Museo Casa de Cervantes, Valladolid, Spain

Museo Casa de Cervantes, located in city Valladolid of autonomous community Castile and Leon, Spain, is the house where the novelist, poet and playwright Miguel de Cervantes lived in the year 1605. Currently it is a museum. The building was declared a Bien de Interés Cultural on 9 June 1958.

The Museum is located in the building occupied by the writer Miguel de Cervantes during his stay in Valladolid between 1604 and 1606. The Cervantes´s stay in Valladolid coincided with the publication of the first edition of Don Quixote, in 1605. Inside it attempts to recreate the atmosphere that the writer could breathe quietly in a house decorated, according to the possibilities of a seventeenth-century Spanish nobleman.

In the year 1600 the court of Philip III moved to Valladolid, until 1606 when he returned to Madrid. During those six years Valladolid underwent a series of improvements and also gained much in the cultural and financial aspect, but lacked lodging. In 1602, in what was called Acera del Rastro, the construction of five pairs of houses began, one of which, or rather part of it, was the one that inhabited Cervantes in 1605. The promoter of the houses was Juan De las Navas, mayor of the town council and also administrator of the neighboring butchers and the service of velería. The houses were located in front of the wooden bridge over a branch of the Esgueva River (a tributary of the Pisuerga River, which in those days passed by the Acera del Rastro, in what is today the street of Miguel Íscar).
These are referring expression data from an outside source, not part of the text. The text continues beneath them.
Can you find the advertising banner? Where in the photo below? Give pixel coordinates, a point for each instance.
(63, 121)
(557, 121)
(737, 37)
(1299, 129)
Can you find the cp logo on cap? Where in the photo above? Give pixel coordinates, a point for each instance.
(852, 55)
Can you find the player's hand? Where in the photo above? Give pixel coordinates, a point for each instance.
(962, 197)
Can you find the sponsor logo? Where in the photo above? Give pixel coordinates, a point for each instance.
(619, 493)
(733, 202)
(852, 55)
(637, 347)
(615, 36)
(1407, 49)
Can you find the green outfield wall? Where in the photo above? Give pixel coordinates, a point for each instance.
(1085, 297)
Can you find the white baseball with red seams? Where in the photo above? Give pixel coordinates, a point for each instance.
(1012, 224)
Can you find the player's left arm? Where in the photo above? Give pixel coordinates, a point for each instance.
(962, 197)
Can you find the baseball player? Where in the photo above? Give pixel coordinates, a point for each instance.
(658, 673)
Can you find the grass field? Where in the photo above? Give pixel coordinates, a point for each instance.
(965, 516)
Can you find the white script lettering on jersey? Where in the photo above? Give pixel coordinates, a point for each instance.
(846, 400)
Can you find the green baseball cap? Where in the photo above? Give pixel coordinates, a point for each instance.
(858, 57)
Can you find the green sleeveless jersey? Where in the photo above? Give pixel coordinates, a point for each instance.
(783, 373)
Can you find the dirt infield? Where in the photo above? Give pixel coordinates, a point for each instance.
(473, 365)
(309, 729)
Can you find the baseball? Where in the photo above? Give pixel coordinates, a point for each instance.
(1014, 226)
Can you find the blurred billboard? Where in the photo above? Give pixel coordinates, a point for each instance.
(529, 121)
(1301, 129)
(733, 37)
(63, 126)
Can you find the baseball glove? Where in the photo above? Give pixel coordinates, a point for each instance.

It was known from ancient times that Cervantes had lived for some years in Valladolid and that he had come to this city on matters of work and related to the removal of Felipe III’s court. Cervantes had been tax collector arrears (alcabalas) and commissioner of the Navy; Since, according to the same document that destroyed the identification of the house, a Genoese Assentista and a Sevillian banker visited him for business, presumably he worked in the bank as an accountant. But for centuries it was all assumptions and nothing was certain about the exact place of his house. Until at the end of the eighteenth century the previous information was found, which is a remarkable document about the life of Cervantes: it was possible to find out exactly the place of the house that lived during his stay in the Castilian city because he is clearly named to him And his family and describes exactly where his home was located, and read clearly and in detail the lives they all had.

The wounded was transported to the house that was attached to the one of Cervantes, reason why all the neighbors of those properties had to go to testify, among them Cervantes and his family.

Towards the year 1860 arrived the veteran Jose Santa Maria de Hita of Valladolid that investigated in more depth than had done other illustrious personages previously. The 29 of April of 1862 already had in his power all the results of the investigation and the certainty of having given exactly with the house of Cervantes.

In 1912 the Marquis of la Vega Inclán, Royal Commissioner of Turism, and Mr. Archer Huntington, president of The Hispanic Society of America, buy the buildings corresponding to Cervantes´s house and those adjoinings, to preserve all them of the wreck, with the support of the King of Spain Alfonso XIII. Their intention was to found a Library and a Museum in honor of Miguel de Cervantes. First was the Biblioteca Popular Cervantina in 1916, and then the museum in 1948.

All these tracks were very easy to follow by the illustrious brewer. Since then the house of Cervantes has not changed practically anything and the four other new houses are conserved next to her. There was a time when the house was forgotten and about to collapse to make a modern expansion, but could be avoided thanks to the intervention of the great patron and also Cervantes Marquis de la Vega Inclán, who got the repairs and relevant purchases with his own He also helps with the help given by King Alfonso XIII (who later gave his contribution to the Spanish State), and the President of the Hispanic Society of New York, Archer Milton Huntington. Thus the house of Valladolid, which for some years housed Cervantes and his family, was preserved and made into a museum, and in which works such as The Dog Colloquium, The Misleading Marriage, The Illustrious Mop, The Licentiate Stained Glass, and a few more were written. .

In the garden were installed the remains of the old facade of the Hospital of the Resurrection, which in the time of Cervantes was next to his house and which is the scene of one of his Exemplary Novelas, Coloquio de los perros.

In 2005, on the occasion of the IV Centenary of the first edition of Don Quixote de la Mancha, a series of reforms and cleaning of the property and its garden were carried out.

At present it is the Casa de Cervantes Museum, managed by the Ministry of Culture. In addition to the visit of the curious and tourists, offers literary days every month and tributes to Cervantes every April 23.